Given a sentence from SemEval annotated with either Cause-Effect or Component-Whole, for instance "the radiation from the atomic bomb explosion is a typical acute radiation":
We compute its representation using BERT's [CLS] output, as well as the representations for the following test sentences:
- "radiation causes bomb explosion" for testing Cause-Effect(e1,e2)
- "bomb explosion causes radiation" for testing Cause-Effect(e2,e1)
- "radiation is part of bomb explosion" for testing Component-Whole(e1,e2)
- "bomb explosion is part of radiation" for testing Component-Whole(e2,e1)
Using a similarity score between the original representation and the 4 test representations, we choose the relation with the highest score.
Another method that we test here is the 'exemplar' idea: we take a (disjoint) set of annotated examples, and for each relation we compare the input sentence with the mean of the representations of the exemplar sentences with the corresponding relation label.
In order to run BERT predictions on the train set, run python basline.py
after having changed the 'main' in order to select what you want to do
In order to evaluate the predictions, run python analysis.py --f [NAME OF RESULT JSON FILE]

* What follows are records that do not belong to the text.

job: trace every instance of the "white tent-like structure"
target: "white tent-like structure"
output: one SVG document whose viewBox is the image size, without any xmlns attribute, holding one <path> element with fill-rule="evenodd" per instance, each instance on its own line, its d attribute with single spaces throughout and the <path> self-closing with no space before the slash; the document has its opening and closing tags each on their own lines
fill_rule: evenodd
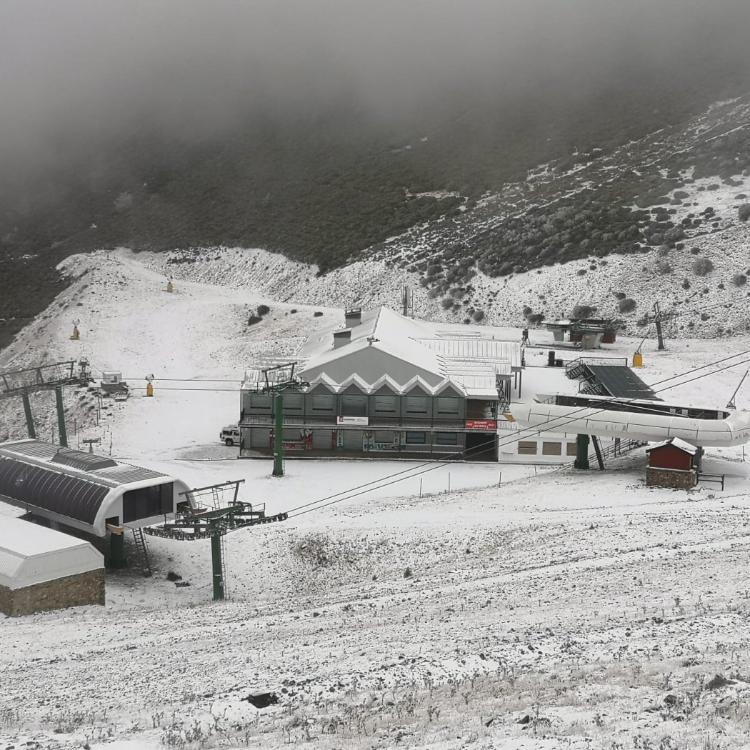
<svg viewBox="0 0 750 750">
<path fill-rule="evenodd" d="M 30 614 L 104 603 L 104 558 L 83 539 L 0 520 L 0 611 Z"/>
</svg>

The processed dataset and exemplars are already in the repo, but the code used to generate them is entirely present.
Settings:
- Bert base
- dot similarity
- Cause-Effect(e1,e2) description: "causes"
- Component-Whole(e1,e2) description "is part of"
Resulting F1: 57.3%
Settings:
- Bert base
- dot similarity
- Cause-Effect(e1,e2) description: "is a cause of"
- Component-Whole(e1,e2) description "is a part of"
Resulting F1: 72.8%
Settings:
- Bert Large
- dot similarity
- Cause-Effect(e1,e2) description: "is a cause of"
- Component-Whole(e1,e2) description "is a part of"
Resulting F1: 50.3% (very surprising)
Settings:
- Bert base
- cosine similarity
- Cause-Effect(e1,e2) description: "is a cause of"
- Component-Whole(e1,e2) description "is a part of"
Resulting F1: 65.7%
- Bert base
- dot similarity
- Exemplar comparison
Resulting F1: 65.3% (always outputs component-whole for some reason)
- Bert base
- cosine similarity
- Exemplar comparison
Resulting F1: 83.9%